Mengukur kemiskinan lewat angka itu penting, tapi angka tak bisa mengungkap inti persoalan. Garis kemiskinan yang ada sekarang, meski dibangun dengan logika ekonomi, sering gagal menangkap realitas di kolong jembatan, kampung kumuh, pemukiman di sebelah rel kereta, dan pemukiman padat lainnya.

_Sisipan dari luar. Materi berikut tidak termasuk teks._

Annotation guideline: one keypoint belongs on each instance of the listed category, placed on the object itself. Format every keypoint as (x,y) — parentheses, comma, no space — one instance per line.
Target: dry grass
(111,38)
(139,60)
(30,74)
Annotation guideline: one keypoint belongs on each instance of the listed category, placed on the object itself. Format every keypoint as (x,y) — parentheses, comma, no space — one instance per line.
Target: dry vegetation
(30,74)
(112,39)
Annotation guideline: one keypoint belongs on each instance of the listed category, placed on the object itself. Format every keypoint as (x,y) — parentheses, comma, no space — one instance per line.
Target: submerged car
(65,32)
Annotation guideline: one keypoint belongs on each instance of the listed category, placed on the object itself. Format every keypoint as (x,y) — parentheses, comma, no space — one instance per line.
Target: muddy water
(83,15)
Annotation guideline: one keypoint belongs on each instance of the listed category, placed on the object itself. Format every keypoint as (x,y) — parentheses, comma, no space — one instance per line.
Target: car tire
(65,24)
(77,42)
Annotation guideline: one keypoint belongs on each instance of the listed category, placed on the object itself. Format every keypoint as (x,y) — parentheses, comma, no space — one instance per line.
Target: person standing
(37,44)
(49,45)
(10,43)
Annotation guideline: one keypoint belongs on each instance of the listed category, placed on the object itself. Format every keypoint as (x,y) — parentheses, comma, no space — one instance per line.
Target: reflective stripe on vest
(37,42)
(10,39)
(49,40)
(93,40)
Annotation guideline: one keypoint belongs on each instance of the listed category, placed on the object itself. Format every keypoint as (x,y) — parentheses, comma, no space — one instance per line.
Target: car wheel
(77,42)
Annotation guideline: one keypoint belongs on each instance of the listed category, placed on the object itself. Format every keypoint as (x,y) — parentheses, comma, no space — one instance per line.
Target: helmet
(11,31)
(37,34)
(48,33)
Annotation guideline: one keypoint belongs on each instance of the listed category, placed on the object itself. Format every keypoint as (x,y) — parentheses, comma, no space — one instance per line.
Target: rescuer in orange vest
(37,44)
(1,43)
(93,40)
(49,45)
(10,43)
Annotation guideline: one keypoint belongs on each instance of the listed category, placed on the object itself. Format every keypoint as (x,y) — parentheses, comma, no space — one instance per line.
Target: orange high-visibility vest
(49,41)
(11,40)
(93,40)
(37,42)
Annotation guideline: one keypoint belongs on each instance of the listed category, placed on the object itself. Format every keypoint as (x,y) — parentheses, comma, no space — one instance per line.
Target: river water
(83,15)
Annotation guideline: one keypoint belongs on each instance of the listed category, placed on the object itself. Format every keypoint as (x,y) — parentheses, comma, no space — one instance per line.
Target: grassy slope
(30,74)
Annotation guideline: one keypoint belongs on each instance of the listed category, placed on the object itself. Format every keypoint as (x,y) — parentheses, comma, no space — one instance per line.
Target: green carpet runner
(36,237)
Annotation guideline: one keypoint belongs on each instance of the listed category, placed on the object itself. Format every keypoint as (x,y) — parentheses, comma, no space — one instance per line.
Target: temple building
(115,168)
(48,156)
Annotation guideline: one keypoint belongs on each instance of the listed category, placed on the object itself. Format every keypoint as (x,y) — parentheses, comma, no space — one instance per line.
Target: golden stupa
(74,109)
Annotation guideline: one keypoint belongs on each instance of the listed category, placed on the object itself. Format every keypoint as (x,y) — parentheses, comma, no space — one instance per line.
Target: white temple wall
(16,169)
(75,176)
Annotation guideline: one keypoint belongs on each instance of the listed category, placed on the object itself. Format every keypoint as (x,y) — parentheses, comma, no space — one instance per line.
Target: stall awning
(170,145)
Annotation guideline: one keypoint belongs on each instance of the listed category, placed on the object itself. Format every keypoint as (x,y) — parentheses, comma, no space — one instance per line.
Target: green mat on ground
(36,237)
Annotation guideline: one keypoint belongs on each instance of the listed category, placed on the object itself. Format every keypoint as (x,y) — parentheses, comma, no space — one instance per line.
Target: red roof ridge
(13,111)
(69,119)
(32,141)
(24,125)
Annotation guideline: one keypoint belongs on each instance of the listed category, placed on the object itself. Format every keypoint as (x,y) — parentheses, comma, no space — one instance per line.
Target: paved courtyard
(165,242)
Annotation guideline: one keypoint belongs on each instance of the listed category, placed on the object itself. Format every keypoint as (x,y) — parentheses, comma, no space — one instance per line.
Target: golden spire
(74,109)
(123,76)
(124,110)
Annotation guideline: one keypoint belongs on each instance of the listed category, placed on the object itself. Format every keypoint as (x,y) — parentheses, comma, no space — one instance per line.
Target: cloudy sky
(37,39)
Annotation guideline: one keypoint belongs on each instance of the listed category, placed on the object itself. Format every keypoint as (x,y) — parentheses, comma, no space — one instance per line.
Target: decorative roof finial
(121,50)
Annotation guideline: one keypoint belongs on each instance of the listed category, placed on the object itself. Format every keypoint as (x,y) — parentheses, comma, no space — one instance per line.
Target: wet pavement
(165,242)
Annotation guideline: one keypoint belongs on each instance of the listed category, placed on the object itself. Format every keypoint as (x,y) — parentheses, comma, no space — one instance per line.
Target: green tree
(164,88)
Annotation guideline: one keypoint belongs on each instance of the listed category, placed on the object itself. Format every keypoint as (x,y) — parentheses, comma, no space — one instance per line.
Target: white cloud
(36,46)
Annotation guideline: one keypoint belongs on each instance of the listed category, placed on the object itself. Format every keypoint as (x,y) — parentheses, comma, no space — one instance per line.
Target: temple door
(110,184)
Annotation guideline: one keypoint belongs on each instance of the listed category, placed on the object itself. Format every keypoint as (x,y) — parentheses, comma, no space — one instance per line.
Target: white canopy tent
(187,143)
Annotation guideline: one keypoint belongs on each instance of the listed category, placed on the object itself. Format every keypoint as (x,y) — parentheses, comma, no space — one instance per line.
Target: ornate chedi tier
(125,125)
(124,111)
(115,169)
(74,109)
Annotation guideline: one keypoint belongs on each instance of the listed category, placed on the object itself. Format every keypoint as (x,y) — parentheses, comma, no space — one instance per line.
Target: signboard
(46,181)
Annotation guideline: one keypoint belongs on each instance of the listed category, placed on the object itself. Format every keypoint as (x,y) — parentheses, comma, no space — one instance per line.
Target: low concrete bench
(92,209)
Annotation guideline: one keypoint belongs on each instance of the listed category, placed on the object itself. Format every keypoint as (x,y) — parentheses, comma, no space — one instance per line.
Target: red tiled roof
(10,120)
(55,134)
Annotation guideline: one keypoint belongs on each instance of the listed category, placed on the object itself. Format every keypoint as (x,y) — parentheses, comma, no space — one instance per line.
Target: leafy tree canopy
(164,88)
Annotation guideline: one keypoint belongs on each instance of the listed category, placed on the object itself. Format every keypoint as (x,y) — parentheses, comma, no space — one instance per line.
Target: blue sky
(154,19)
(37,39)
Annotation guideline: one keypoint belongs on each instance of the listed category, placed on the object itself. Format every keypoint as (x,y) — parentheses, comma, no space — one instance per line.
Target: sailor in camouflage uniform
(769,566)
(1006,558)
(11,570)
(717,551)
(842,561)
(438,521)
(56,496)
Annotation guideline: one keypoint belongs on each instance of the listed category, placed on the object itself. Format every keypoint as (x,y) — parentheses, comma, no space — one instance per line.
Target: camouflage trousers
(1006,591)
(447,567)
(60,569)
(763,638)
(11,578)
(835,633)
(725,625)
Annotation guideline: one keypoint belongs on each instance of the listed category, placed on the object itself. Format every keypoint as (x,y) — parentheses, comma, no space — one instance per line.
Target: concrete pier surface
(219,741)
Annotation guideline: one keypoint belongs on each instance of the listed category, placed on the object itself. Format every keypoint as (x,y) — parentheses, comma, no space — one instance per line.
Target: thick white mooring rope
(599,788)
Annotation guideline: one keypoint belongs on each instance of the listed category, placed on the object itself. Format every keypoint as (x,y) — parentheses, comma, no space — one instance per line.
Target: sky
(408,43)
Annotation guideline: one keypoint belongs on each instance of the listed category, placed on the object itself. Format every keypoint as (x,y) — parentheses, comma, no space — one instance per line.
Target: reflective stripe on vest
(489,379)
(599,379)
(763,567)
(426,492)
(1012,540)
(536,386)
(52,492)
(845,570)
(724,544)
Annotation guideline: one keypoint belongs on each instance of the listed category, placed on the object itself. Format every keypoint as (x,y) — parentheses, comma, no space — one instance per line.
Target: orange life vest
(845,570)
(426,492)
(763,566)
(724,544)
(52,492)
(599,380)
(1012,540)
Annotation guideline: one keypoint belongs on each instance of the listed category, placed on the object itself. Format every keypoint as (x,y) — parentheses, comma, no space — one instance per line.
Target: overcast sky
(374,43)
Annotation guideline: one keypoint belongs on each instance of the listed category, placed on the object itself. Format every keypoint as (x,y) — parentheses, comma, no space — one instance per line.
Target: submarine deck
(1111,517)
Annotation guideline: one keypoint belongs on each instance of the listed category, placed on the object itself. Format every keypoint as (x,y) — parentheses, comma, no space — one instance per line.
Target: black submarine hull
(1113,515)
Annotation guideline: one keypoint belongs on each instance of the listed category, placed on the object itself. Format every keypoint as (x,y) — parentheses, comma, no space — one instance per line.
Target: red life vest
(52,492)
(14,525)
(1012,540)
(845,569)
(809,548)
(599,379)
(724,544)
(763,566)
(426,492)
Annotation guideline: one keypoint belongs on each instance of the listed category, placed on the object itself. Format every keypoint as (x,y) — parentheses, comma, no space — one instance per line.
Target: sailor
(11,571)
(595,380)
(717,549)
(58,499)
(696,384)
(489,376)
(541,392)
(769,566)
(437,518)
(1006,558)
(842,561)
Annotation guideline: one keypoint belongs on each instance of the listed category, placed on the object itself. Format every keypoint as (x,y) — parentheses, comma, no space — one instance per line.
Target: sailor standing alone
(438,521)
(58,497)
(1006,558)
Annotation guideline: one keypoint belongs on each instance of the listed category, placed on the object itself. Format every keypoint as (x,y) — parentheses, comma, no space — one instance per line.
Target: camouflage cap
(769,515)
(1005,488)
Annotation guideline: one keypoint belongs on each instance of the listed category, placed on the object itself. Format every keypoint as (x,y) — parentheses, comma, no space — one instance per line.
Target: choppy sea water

Pada akhirnya kita harus melihat kenyataan bahwa kemiskinan lebih dari sekadar angka. Kemiskinan adalah cerita tentang manusia, tentang bagaimana mereka berjuang di tengah sistem yang sering kali tak berpihak pada mereka. Jadi sebelum menetapkan batas garis kemiskinan berikutnya, mungkin kita perlu menghabiskan waktu sehari saja hidup di kolong jembatan atau di gang sempit seperti Atun. Dengan begitu barangkali petugas statistik akan lebih hati-hati menuliskan angka-angka yang dirilis dengan bangga bahwa rakyat yang hidup di bawah garis kemiskinan semakin rendah di Indonesia.
Sudah tengah malam. Romlah dan Romli belum berhasil mencari emaknya. Kabar dari Mpok Nonon, Atun dibawa sama petugas karena melawan saat dilecehkan. Romlah berdoa semoga emaknya baik-baik saja. Jangan sampai mati sebab kasihan pemerintah kalau jumlah orang yang hidup di atas garis kemiskinan jadi berkurang.